You are viewing a plain text version of this content. The canonical link for it is here.
Posted to issues@ozone.apache.org by "Mark Gui (Jira)" <ji...@apache.org> on 2021/08/26 11:20:00 UTC

[jira] [Created] (HDDS-5679) Use more defensive sizeRequired for replication manager for container replication.
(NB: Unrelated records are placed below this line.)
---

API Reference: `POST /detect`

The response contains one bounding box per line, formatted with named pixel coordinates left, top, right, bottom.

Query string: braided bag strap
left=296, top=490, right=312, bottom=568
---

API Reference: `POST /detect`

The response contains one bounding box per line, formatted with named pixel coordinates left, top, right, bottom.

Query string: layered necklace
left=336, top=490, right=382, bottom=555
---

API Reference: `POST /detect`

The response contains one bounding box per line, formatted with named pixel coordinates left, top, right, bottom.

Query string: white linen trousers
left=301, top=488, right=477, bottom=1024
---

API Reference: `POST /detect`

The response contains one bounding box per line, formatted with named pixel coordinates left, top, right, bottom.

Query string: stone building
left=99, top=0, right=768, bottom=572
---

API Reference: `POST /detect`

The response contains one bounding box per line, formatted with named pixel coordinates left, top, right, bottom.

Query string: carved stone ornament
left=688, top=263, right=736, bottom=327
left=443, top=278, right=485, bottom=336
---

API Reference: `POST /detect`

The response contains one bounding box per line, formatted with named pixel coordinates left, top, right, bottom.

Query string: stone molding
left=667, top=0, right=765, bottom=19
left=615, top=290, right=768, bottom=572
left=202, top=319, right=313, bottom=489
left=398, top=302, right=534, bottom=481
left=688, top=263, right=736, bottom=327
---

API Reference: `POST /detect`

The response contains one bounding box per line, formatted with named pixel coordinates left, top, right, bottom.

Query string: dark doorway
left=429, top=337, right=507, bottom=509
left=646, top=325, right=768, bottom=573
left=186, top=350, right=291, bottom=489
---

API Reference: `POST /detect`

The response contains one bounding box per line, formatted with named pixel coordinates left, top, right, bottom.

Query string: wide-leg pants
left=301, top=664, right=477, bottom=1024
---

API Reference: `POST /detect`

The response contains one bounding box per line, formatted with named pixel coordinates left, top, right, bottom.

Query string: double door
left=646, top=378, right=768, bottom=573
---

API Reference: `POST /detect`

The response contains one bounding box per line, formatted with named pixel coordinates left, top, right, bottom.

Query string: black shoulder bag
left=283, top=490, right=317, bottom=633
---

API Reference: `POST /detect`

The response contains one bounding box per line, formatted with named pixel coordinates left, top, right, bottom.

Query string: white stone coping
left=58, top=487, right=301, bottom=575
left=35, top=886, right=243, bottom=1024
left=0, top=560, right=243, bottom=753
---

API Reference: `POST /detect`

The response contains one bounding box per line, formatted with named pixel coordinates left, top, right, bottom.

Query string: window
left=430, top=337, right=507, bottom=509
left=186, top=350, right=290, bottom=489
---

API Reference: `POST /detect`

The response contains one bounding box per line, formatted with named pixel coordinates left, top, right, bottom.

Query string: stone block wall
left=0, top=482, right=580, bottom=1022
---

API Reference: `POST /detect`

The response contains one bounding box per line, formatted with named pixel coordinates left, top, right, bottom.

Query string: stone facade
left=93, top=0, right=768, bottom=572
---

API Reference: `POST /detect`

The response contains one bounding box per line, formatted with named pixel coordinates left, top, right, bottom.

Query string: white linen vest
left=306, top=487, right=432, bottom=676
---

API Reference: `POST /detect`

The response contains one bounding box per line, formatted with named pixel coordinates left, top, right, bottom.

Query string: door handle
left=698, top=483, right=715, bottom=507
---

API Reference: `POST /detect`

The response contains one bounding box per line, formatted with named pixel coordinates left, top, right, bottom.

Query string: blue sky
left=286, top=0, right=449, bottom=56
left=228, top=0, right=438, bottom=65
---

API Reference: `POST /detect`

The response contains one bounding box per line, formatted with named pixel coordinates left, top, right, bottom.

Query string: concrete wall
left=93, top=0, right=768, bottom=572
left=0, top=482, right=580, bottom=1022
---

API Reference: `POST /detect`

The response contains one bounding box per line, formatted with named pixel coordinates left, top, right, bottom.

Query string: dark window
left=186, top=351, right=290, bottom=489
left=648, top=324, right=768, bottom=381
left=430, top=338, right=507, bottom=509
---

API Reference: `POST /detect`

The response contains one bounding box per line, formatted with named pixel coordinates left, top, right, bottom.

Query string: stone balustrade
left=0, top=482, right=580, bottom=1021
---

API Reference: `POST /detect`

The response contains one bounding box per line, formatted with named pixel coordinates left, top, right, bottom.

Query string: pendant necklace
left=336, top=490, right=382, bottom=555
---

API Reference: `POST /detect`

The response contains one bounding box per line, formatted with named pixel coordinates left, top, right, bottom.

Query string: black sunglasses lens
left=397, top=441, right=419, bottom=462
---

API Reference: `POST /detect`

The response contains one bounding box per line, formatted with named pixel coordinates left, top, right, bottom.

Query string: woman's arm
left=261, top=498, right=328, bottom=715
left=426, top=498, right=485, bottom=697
Mark Gui created HDDS-5679:
------------------------------

             Summary: Use more defensive sizeRequired for replication manager for  container replication.
                 Key: HDDS-5679
                 URL: https://issues.apache.org/jira/browse/HDDS-5679
             Project: Apache Ozone
          Issue Type: Bug
            Reporter: Mark Gui


We hit a bug when replicating a container of some size about 2GB < 5GB(container size):
{code:java}
// code placeholder
2021-08-25 19:12:31,945 [ContainerReplicationThread-4] ERROR org.apache.hadoop.ozone.container.replication.DownloadAndImportReplicator: Container 73446 replication was unsuccessful.
org.apache.hadoop.util.DiskChecker$DiskOutOfSpaceException: Out of space: The volume with the most available space (=2580881408 B) is less than the container size (=5368709120 B).
        at org.apache.hadoop.ozone.container.common.volume.RoundRobinVolumeChoosingPolicy.chooseVolume(RoundRobinVolumeChoosingPolicy.java:77)
        at org.apache.hadoop.ozone.container.keyvalue.KeyValueHandler.populateContainerPathFields(KeyValueHandler.java:290)
        at org.apache.hadoop.ozone.container.keyvalue.KeyValueHandler.importContainer(KeyValueHandler.java:907)
        at org.apache.hadoop.ozone.container.ozoneimpl.ContainerController.importContainer(ContainerController.java:139)
        at org.apache.hadoop.ozone.container.replication.DownloadAndImportReplicator.importContainer(DownloadAndImportReplicator.java:90)
        at org.apache.hadoop.ozone.container.replication.DownloadAndImportReplicator.replicate(DownloadAndImportReplicator.java:135)
        at org.apache.hadoop.ozone.container.replication.MeasuredReplicator.replicate(MeasuredReplicator.java:69)
        at org.apache.hadoop.ozone.container.replication.ReplicationSupervisor$TaskRunner.run(ReplicationSupervisor.java:139)
        at java.util.concurrent.ThreadPoolExecutor.runWorker(ThreadPoolExecutor.java:1149)
        at java.util.concurrent.ThreadPoolExecutor$Worker.run(ThreadPoolExecutor.java:624)
        at java.lang.Thread.run(Thread.java:748)
2021-08-25 19:12:31,946 [ContainerReplicationThread-4] ERROR org.apache.hadoop.ozone.container.replication.ReplicationSupervisor: Container 73446 can't be downloaded from any of the datanodes.
{code}
ReplicationManager will place the container replica to a datanode with enough space, but when datanode wants to create a container replica, it will check if whether there's at least 5GB(container size) left, so even that we have enough space for a container of 2GB, we will hit an out of space exception.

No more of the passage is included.